Authors: Mary Helen Specht
But as Brandon and his host mother stewed vegetables and kneaded dough, and as the light slanted through the rough, rectangular
windows turning everything a pale gold, the woman, her long hair tied back in a flowery scarf, began to sing. Brandon tapped a rhythm out with his foot. They said nothing. By the time the
tapsi
was prepared and the family, which normally annoyed Brandon with their loud talk and strange manners, was sitting around the table sopping up the spicy sauce with thick slices of naan, his host mother was smiling again. So was he.
Sitting in the rocking chair as Brandon prepared food in the other room, Molly thought about calling her aunt in Dallas to see if she would drive down to Abilene next weekend and meet her at her father's house. But no. Flannery said they should wait, and so they would. Molly hadn't talked to her aunt in ages, anyway: since their mother's death that side of the family had fallen off, like a old neighborhood for which you feel affection but never have a reason to visit anymore.
When they were growing up, their aunt's was where they stayed each time they went to the medical center in Dallas, and Molly remembered the brick ranch house as dark and musty with flowery upholstery and thick drapes. There was an antique clock that struck the hour and half hour, and blue-and-white china plates that hung on the wall above the mantel.
Only as an adult did Molly begin to wonder how their aunt must have felt being the one who didn't get Huntington's. The one who made the painful decision not to have children and yet, as it turned out, never even possessed the defective gene. Did she ever wish she could trade places with her sister? Did she ever wish she could take Molly's and Flannery's uncertain DNA strands and fill them with her own purer transcription? Of course, back then, their aunt would not have known for sure she couldn't get the disease; she was still at risk.
Like their mother, their aunt was a gardener, although she loved different plants. When the weather was nice, the two women would
drink what their aunt called Texas Snake Bites, cider mixed with Lone Star beer, and sit in the garden having long, meandering conversations.
“She was charming; she knew her bourbon,” she remembered their aunt saying to their mother once, “or at least she liked her bourbon.” But Molly could no longer imagine who they might have been talking about. She remembered a tiny orange tree and fierce-looking tiger orchids. She remembered the smell of Chantilly.
“Your winter sweet is blooming nicely,” her mother said. “And your . . . and your . . . what is it called, the yellow blossoms . . .”
“You know what it's called,” Flannery sneered suddenly from where they played a board game on the patio table, no longer pretending she too wasn't eavesdropping. “You grew up here!”

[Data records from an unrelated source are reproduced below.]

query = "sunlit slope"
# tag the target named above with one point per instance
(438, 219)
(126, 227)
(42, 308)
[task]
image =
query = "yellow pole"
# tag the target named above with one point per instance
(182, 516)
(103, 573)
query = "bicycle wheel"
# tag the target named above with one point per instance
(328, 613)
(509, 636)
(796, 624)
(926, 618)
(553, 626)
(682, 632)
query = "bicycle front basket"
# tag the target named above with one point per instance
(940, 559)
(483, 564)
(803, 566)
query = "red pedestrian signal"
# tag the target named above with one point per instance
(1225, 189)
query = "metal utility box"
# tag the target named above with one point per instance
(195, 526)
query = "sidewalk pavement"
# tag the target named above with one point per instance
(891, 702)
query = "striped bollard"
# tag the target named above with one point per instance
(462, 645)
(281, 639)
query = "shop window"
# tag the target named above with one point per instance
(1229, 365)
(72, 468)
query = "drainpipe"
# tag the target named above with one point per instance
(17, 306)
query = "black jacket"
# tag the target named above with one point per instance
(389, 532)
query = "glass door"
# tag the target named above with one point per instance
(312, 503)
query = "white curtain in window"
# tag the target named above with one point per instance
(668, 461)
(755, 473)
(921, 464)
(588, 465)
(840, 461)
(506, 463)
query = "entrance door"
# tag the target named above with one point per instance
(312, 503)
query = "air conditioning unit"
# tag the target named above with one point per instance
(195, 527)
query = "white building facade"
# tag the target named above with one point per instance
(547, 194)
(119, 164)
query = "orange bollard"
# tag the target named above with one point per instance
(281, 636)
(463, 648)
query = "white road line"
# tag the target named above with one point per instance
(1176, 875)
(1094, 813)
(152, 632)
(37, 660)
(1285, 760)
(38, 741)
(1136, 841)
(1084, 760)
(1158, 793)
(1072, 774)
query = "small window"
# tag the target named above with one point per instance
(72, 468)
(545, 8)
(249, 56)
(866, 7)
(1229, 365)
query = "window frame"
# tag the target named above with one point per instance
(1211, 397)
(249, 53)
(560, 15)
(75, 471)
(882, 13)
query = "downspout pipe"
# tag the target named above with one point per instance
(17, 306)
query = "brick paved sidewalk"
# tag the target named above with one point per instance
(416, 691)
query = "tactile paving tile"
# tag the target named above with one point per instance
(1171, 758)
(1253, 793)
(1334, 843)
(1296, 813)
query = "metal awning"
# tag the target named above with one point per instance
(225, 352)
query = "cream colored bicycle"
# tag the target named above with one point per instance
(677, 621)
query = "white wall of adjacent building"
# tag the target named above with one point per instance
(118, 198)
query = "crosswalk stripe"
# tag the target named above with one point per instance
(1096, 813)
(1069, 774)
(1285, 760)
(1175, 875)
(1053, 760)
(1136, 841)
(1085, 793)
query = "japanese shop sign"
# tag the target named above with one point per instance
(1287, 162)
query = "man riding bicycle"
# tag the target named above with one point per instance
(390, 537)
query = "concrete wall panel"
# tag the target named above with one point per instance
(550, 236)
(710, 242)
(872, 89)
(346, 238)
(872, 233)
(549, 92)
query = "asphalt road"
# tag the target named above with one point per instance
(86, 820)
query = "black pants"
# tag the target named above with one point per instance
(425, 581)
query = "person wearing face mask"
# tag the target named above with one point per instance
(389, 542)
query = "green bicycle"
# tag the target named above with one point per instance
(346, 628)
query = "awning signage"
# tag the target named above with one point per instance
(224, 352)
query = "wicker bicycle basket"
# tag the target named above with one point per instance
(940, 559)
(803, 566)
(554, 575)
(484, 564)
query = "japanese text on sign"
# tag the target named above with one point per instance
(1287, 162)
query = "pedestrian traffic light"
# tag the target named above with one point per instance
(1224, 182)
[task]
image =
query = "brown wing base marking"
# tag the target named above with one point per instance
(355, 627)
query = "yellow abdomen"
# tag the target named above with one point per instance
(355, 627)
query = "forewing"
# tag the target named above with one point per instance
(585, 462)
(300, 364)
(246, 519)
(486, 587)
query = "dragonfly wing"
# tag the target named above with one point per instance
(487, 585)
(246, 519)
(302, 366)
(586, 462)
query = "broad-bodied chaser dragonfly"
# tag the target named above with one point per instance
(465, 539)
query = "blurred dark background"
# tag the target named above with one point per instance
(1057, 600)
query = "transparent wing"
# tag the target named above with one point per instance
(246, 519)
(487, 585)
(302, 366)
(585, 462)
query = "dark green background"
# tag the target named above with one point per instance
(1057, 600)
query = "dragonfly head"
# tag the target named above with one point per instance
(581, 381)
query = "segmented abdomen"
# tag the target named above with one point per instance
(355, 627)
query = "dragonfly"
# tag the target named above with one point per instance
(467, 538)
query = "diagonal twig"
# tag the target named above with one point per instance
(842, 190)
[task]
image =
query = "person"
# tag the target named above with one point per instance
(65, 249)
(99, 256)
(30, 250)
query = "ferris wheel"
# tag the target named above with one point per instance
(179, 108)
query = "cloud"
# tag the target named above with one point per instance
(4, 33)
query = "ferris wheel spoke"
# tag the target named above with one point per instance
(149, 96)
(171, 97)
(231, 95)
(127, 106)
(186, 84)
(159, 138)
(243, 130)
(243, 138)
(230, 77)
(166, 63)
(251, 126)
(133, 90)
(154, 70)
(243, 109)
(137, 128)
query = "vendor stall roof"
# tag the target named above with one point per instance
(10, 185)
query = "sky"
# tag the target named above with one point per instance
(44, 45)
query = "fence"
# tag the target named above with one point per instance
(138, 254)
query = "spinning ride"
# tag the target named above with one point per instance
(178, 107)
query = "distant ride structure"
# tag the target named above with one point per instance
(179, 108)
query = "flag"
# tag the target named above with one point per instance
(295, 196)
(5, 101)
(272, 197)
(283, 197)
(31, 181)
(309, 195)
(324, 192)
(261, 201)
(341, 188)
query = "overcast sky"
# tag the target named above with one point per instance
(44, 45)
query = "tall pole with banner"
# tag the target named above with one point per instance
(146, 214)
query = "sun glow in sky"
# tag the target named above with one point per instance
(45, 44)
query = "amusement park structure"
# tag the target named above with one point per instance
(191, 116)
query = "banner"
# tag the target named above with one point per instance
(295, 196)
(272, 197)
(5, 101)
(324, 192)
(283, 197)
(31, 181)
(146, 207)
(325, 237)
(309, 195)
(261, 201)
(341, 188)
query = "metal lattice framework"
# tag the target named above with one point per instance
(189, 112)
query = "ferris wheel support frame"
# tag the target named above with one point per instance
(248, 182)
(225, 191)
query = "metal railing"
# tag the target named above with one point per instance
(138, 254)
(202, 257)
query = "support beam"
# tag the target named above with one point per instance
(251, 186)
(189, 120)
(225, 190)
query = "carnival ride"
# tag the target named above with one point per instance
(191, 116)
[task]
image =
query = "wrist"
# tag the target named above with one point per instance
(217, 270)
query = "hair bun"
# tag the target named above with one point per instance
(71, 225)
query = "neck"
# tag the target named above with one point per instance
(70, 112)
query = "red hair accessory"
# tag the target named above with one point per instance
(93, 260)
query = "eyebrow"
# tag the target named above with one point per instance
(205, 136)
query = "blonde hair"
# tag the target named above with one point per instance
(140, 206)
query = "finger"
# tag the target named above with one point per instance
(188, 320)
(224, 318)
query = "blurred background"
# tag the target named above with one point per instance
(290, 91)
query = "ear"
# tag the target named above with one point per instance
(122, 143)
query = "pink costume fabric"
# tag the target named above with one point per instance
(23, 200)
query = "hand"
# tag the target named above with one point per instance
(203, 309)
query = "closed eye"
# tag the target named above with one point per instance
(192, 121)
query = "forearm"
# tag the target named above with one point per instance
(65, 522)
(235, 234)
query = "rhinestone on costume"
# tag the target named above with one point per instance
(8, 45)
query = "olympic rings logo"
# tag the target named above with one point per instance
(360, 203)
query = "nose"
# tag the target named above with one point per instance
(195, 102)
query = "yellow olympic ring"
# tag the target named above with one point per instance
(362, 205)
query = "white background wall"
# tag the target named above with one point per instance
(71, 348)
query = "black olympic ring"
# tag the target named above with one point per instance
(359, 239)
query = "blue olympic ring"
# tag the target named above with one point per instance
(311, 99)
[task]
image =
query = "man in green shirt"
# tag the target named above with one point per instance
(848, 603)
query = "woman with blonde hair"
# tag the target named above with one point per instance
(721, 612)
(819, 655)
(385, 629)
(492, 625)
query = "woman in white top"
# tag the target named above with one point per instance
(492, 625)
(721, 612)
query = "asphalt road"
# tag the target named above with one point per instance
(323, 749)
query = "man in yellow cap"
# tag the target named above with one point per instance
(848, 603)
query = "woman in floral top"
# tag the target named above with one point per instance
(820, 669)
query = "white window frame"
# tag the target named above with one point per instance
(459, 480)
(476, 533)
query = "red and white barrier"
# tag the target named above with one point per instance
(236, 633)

At the time Molly didn't share Flannery's frustration over their mother's many memory lapses and confusions. She was still too young to fully understand what it meant to watch the woman who brought her into the world fade and disappear.
“Yes,” said their mother. “It's on the tip of my tongue.”
Molly squinted but couldn't see anything on her mother's tongue.
“Witch hazel,” said their aunt, nonchalantly. “I thought there wasn't enough rain for it this fall, but it's done better than I expected.”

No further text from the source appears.